After Club 519 was allowed to re-open, PLF turned the focus of the litigation to challenging the Emergency Management Act on separation of powers grounds—an often-overlooked constitutional protection of individual liberty. But before PLF could argue the Emergency Management Act violated the state constitution’s specific guarantee of the separation of powers, the governor signed into law a number of amendments to the act that PLF and our friends at the John Locke Foundation supported. The amendments conformed the statute to the state constitution’s demand that the “legislative, executive, and supreme judicial powers…shall be forever separate and distinct.” These are wins worth celebrating for years to come.
At PLF, we’re relentless in our pursuit of a constitutional government that protects economic opportunity for all. But we can only be as effective as our clients are brave.
Thanks to Crystal and Rob Waldron, who were willing to stand up for the right to earn an honest living—even during a pandemic—nearly a thousand small business owners across North Carolina were finally allowed to re-open and adapt to new challenges in order to serve others. Future entrepreneurs no longer need to fear unilateral emergency edicts shuttering their business because Club 519 was willing to challenge the constitutionality of the Emergency Management Act.
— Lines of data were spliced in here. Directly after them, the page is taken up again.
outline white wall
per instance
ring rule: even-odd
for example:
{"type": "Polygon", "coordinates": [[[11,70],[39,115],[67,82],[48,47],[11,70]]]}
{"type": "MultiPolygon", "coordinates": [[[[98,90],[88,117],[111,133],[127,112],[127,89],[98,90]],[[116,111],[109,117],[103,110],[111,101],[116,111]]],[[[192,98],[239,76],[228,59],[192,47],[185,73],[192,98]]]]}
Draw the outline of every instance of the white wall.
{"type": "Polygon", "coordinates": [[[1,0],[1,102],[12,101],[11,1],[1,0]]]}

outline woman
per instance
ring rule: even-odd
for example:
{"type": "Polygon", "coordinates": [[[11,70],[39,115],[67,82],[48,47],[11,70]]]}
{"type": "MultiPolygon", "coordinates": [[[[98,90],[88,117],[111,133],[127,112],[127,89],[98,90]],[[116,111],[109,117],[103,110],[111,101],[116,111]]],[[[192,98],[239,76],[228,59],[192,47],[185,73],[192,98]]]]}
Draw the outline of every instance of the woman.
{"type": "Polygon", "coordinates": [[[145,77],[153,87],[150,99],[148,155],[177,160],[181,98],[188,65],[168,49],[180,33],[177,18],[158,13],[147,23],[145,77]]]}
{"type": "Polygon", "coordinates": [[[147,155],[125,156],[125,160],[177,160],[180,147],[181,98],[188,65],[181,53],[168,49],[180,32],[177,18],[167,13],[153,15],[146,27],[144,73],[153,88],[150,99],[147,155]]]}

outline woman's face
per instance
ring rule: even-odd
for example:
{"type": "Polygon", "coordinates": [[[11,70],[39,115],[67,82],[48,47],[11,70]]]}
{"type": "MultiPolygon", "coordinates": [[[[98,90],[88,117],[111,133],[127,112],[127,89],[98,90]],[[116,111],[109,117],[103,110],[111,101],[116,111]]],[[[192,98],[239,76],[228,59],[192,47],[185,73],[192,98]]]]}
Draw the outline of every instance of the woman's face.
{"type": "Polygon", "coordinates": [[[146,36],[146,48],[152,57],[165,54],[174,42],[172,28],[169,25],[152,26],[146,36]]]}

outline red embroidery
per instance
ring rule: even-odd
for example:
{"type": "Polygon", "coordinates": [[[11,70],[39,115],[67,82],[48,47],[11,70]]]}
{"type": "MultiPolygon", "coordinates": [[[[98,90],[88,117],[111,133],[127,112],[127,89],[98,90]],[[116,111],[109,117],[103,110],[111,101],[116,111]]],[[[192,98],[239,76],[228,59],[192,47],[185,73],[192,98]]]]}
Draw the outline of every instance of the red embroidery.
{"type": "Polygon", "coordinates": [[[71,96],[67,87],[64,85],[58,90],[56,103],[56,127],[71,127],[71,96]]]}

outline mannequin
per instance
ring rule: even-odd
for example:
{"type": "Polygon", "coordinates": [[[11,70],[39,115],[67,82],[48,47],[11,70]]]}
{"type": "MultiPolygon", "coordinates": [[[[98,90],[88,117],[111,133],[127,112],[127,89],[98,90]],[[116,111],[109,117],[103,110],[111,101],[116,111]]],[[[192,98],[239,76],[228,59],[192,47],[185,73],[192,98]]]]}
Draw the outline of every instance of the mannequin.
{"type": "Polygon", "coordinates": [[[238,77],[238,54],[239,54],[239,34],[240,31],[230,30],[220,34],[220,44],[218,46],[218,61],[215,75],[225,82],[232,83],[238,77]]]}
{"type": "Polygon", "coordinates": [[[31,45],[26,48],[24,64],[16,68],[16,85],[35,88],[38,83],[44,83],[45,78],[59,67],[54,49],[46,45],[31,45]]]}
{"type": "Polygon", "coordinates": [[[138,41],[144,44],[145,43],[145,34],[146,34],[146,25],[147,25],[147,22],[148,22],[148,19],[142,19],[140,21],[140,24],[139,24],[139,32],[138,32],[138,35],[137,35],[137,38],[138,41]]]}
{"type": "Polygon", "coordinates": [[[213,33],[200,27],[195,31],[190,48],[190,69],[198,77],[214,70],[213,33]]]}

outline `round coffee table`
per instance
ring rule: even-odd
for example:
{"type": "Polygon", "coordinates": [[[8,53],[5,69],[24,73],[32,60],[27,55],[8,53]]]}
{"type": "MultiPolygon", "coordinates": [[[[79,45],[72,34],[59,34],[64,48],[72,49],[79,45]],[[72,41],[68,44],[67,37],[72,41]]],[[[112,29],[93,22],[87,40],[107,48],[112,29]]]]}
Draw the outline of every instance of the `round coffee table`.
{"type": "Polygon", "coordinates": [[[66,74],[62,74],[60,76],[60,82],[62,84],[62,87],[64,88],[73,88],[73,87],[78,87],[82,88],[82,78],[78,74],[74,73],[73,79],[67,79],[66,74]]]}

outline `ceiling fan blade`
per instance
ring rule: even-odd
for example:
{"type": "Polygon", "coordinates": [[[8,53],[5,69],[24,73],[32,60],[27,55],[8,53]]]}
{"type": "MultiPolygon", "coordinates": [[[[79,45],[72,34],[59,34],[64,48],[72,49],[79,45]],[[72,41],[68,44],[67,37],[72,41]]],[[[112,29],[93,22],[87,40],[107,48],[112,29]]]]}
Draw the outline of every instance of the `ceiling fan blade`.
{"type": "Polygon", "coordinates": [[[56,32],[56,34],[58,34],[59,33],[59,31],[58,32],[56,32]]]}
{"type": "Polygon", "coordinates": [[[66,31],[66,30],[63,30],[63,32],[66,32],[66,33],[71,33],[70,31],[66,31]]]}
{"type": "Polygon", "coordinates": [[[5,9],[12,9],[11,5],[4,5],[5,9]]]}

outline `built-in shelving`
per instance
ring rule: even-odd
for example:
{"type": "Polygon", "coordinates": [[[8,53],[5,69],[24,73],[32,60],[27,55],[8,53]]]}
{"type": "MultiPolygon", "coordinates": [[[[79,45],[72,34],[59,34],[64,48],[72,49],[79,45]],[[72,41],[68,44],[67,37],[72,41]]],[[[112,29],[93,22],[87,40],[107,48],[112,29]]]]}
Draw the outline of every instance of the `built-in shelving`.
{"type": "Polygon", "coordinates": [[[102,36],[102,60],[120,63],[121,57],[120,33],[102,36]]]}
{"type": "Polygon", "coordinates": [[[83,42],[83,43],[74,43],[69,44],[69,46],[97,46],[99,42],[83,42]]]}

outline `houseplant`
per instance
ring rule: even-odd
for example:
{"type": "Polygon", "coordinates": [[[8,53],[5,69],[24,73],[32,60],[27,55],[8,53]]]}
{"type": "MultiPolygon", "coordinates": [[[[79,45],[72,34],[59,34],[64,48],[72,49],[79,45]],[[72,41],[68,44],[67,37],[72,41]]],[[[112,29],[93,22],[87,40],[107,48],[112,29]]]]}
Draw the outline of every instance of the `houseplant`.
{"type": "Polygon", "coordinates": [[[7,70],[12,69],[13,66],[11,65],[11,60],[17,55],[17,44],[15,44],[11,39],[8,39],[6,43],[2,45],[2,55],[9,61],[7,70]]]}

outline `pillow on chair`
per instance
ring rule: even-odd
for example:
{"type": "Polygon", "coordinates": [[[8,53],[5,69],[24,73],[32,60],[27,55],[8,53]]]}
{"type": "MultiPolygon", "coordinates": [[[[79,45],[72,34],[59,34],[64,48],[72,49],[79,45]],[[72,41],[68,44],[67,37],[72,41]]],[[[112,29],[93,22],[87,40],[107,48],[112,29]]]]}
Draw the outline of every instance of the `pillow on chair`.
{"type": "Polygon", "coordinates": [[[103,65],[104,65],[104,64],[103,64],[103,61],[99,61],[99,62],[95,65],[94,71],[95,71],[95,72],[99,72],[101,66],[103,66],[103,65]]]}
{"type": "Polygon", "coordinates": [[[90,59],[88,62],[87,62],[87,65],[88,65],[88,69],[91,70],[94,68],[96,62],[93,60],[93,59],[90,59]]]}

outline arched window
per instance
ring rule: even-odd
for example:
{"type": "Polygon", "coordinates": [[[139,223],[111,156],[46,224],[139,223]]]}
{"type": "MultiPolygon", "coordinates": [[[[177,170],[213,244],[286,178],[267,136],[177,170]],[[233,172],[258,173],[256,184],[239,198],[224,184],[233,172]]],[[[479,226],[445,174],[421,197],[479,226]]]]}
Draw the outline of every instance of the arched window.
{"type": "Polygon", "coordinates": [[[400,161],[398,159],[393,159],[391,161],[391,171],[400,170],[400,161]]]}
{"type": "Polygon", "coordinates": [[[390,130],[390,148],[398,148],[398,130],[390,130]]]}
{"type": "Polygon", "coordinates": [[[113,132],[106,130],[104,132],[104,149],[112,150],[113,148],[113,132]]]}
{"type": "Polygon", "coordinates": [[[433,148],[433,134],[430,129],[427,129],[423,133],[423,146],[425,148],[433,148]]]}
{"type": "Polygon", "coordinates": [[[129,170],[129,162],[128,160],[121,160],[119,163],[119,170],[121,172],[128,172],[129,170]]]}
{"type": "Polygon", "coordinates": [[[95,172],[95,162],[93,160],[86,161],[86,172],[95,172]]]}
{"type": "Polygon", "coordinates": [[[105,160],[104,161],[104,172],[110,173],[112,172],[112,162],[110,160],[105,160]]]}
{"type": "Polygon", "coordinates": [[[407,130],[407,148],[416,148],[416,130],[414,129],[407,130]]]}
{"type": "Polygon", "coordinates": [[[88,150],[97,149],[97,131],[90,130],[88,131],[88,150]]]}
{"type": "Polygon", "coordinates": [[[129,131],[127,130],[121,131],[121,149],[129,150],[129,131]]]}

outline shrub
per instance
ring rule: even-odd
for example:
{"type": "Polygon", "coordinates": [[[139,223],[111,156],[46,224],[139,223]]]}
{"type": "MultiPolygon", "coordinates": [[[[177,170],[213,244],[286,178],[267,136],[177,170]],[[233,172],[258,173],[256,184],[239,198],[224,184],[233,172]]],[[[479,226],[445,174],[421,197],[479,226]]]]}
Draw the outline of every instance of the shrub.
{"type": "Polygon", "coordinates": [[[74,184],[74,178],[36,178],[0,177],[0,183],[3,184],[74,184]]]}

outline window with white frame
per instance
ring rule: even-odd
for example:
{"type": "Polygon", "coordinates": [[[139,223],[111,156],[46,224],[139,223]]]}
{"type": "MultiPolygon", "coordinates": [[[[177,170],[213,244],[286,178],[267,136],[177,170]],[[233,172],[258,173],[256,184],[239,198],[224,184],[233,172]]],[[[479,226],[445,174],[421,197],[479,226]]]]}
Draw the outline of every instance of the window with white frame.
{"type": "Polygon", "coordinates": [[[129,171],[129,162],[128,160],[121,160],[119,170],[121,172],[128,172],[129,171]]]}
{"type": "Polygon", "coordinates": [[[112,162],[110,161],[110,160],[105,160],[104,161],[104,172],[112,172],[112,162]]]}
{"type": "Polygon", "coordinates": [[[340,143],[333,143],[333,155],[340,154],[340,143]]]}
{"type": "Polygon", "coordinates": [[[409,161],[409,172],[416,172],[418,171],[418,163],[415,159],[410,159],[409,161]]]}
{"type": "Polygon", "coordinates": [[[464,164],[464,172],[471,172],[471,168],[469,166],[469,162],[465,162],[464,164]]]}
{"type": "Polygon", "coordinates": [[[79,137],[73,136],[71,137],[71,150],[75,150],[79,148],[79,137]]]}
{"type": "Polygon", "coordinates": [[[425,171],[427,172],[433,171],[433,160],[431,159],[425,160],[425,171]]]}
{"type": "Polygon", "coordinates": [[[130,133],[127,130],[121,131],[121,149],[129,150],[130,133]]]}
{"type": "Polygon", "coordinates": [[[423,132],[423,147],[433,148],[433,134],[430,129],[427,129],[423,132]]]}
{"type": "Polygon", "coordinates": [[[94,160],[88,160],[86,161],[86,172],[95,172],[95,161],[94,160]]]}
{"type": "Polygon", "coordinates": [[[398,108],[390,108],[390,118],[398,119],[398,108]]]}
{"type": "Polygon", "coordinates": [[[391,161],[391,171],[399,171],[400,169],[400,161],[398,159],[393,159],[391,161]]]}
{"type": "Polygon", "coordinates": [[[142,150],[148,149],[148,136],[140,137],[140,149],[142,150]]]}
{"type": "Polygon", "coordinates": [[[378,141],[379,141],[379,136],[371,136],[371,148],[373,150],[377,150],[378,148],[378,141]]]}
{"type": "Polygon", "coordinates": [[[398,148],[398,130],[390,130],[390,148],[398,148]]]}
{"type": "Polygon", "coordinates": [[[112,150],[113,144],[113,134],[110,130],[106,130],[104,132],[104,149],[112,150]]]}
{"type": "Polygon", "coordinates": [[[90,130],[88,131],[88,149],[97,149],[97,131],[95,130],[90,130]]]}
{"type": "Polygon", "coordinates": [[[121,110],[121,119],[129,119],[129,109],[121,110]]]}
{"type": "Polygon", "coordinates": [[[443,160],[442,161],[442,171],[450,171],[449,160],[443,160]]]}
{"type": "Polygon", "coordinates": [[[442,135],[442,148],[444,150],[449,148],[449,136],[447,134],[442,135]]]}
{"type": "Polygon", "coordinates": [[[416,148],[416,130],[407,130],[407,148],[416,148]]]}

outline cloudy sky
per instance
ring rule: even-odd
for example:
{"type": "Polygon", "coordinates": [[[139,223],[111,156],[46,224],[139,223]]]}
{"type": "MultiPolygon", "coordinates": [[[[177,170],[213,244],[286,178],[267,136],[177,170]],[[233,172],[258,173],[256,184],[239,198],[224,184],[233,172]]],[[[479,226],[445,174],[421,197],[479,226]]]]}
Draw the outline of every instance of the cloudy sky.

And if there’s one thing that PLF and Club 519 love (besides individual liberty)—it’s a celebration! On June 26, Club 519 will host the first-ever Fruits of Their Own Labor Fest to celebrate the constitutional provision that saved their livelihood. Together with other PLF clients fighting for their right to earn a living, we’ll gather the community at Club 519 to enjoy bluegrass and Eastern North Carolina-style barbeque—some of the things that make the pursuit of happiness a bit more enjoyable.